Grammys: Daft Punk, 'Saturday Night Fever' and Why Disco Never Dies
You may have thought disco died when Chicago disc jockey Steve Dahl blew up all those Donna Summer and Trammps albums on the field of Bill Veeck’s Comiskey Park in July 1979, but you’d be wrong.
The era of Bianca Jagger riding a white horse into Studio 54 and the glittery half- moon with the coke spoon was just waiting for a revival, and this year, French techno duo Daft Punk did just that with a brilliantly orchestrated marketing (and let’s not forget musical) campaign that landed the daffy robots two of Grammy’s biggest awards: record of the year for "Get Lucky" and album of the year for Random Access Memories.
It's the first ostensible dance record to win the top award since Saturday Night Fever took the prize in 1979, one of four it hauled that year. The other albums up for the award that year included Barry Manilow’s Even Now, the Grease soundtrack, Jackson Browne's Running on Empty and Some Girls by the Rolling Stones, who actually won a Grammy this year for their Charlie Is My Darling reissue and were nominated for best rock song (where they lost to Paul McCartney's collaboration with Nirvana, "Cut Me Some Slack").

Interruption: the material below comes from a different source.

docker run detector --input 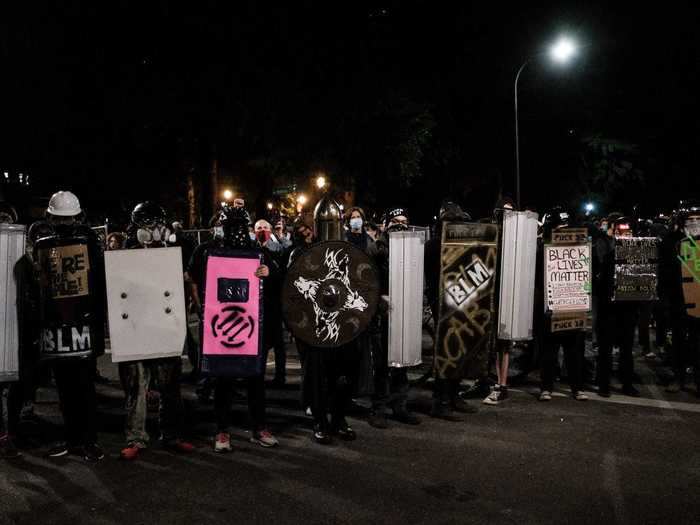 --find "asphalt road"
[0,344,700,525]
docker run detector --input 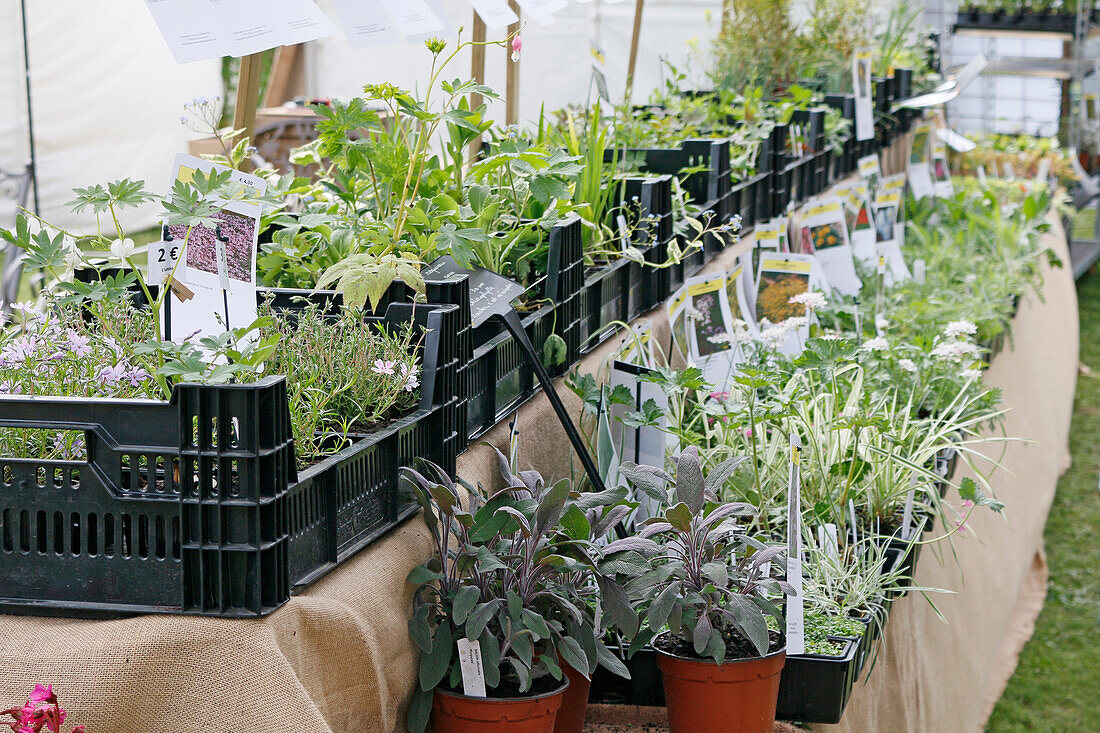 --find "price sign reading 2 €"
[146,228,186,285]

Complaining about the Grammys -- which seems to be a popular sport, judging by the harshness of the comments in the Twittersphere -- is like complaining about the weather. There’s absolutely nothing you can do about it. Music, of course, is in the ears of the beholder, and every individual pop fan is a self-styled expert when it comes to their own tastes -- both what they love and what they hate.
The Grammys -- with its dizzying set of musical genres and categories -- tries to be all things to all people, and in so doing, manages to disappoint almost everyone. No, this is not your father’s Grammy Awards -- not with relative newcomers like Lorde, Macklemore & Ryan Lewis, Imagine Dragons, Kendrick Lamar and Kacey Musgraves playing such dominant roles, even if the Recording Academy’s self-styled attempt to mix the old and the new sometimes smacks of desperation (Robin Thicke and Chicago, anyone?).
When you begin to analyze Messrs. Thomas Bangalter and Guy De Homem-Christo's victories, you realize that both Random Access Memories and "Get Lucky" perfectly summed up the Grammy ideal -- mixing elder statesmen (Nile Rodgers, Paul Williams, Giorgio Moroder) with impressive young talent (Panda Bear, DJ Falcon, Chilly Gonzales, Todd Edwards) into a smooth whole that more often than not teetered over the line into soporific "Wave"-styled smooth jazz.
Even the pair’s robot gear -- dubbed shtick by some, and, as one person noted, oddly reminiscent of the Residents’ giant eye masks -- played into the Recording Academy’s celebration of the anonymous makers of music who work far from the glare of the superstar spotlight. In the end, though, music is music, whether purveyed by 17-year-olds with purple fingers from New Zealand or a group of 70-year-olds still singing of "not smoking marijuana in Muskogee." Time stops for no man -- or woman, as evidenced by even Madonna forced to use a cane for her segment -- but music is still a powerful emotional connection that transcends words and even reason. When it connects -- say Imagine Dragons and Kendrick Lamar, or Daft Punk with Stevie Wonder -- the sentiments of "Get Lucky" ring true to the very marrow of our being, the transcendent quality of song that allows our spirit to be reborn. "Like the legend of the phoenix/All ends with beginnings/What keeps the planet spinning/The force from the beginning."
Not even a Grammy ceremony that often cut away from its most exciting moments to sell us something can take that purity away.